One of those subterranean places is the messaging app Telegram, where the number of groups and channels offering sales of abortion pills like mifepristone has grown substantially over the past 12 months, a WIRED investigation found. Sellers using apparent pseudonyms offer the drugs for around $135, on average, but there’s no guarantee that the pills buyers receive are what they say they are.
Even if you have no plans of patronizing a Telegram drug market, there’s no escaping the artificial intelligence boom. If the doomsayers are correct, society is about to be inundated with AI-fueled misinformation, deepfakes, and more. But psychologists say humanity is simply not mentally ready for this new era, and researchers have only begun to explore what it means for our brains to live in a “post-truth world.”
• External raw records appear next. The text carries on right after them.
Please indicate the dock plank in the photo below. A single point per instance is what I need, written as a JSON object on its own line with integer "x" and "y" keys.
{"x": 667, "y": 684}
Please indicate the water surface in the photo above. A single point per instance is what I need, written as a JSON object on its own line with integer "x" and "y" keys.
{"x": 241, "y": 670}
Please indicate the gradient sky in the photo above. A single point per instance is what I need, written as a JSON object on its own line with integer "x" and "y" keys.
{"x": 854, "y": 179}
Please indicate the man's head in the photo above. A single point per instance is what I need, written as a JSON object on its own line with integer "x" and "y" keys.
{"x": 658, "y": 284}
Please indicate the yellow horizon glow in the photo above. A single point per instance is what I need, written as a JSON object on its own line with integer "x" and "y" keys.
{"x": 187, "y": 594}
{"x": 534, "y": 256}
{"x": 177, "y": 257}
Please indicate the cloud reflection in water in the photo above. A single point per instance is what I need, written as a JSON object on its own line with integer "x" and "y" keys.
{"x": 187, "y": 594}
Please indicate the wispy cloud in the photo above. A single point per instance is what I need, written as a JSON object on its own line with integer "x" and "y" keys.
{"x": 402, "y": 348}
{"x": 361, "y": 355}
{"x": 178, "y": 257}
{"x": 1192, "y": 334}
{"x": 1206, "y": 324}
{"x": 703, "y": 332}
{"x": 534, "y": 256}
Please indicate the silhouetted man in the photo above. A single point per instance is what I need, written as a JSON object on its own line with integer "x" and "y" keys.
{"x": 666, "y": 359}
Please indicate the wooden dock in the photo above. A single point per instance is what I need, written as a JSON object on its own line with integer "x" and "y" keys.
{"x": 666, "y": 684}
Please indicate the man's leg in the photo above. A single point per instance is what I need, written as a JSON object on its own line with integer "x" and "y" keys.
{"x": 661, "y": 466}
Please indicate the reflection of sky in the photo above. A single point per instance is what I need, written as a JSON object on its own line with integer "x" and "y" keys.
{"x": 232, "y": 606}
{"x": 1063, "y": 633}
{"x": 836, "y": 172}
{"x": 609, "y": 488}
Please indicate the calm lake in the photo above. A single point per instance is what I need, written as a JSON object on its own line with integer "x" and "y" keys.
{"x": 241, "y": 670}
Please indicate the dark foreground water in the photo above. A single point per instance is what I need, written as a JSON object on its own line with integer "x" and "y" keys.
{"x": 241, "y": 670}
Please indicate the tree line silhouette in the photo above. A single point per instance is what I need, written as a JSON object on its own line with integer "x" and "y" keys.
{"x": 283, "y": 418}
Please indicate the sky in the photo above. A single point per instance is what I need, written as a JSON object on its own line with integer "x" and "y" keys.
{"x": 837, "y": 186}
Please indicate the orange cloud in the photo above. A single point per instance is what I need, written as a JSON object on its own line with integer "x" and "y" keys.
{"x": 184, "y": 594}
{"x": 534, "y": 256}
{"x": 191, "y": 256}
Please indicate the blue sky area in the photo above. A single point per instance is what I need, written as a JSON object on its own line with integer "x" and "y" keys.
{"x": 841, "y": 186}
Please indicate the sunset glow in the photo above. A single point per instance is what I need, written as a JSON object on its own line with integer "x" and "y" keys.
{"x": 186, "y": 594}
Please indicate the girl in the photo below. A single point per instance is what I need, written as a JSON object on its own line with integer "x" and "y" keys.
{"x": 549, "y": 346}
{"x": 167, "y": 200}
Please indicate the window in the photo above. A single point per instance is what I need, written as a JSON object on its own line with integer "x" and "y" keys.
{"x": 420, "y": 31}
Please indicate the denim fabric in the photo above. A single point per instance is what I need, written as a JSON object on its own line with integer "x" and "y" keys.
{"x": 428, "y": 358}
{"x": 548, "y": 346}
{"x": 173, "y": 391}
Your new car isn’t just a car—it’s a smartphone on wheels. As vehicles have become increasingly computer-controlled, so too has the amount of data carmakers can collect about drivers. We dove into the most popular vehicles in the US to suss out exactly how much of your privacy you’re giving up when you sit behind the wheel.
Of course, phones themselves aren’t any better for your privacy, especially when law enforcement gets involved. Documents recently obtained by the ACLU show the extent the FBI will go to to keep police from revealing details about cell-site simulators, which are used to surveil a target’s phone. Despite the fact that the existence of these devices, also known as “Stingrays,” has been public for years, the FBI requires cops to keep their use a secret, both from suspects and the courts.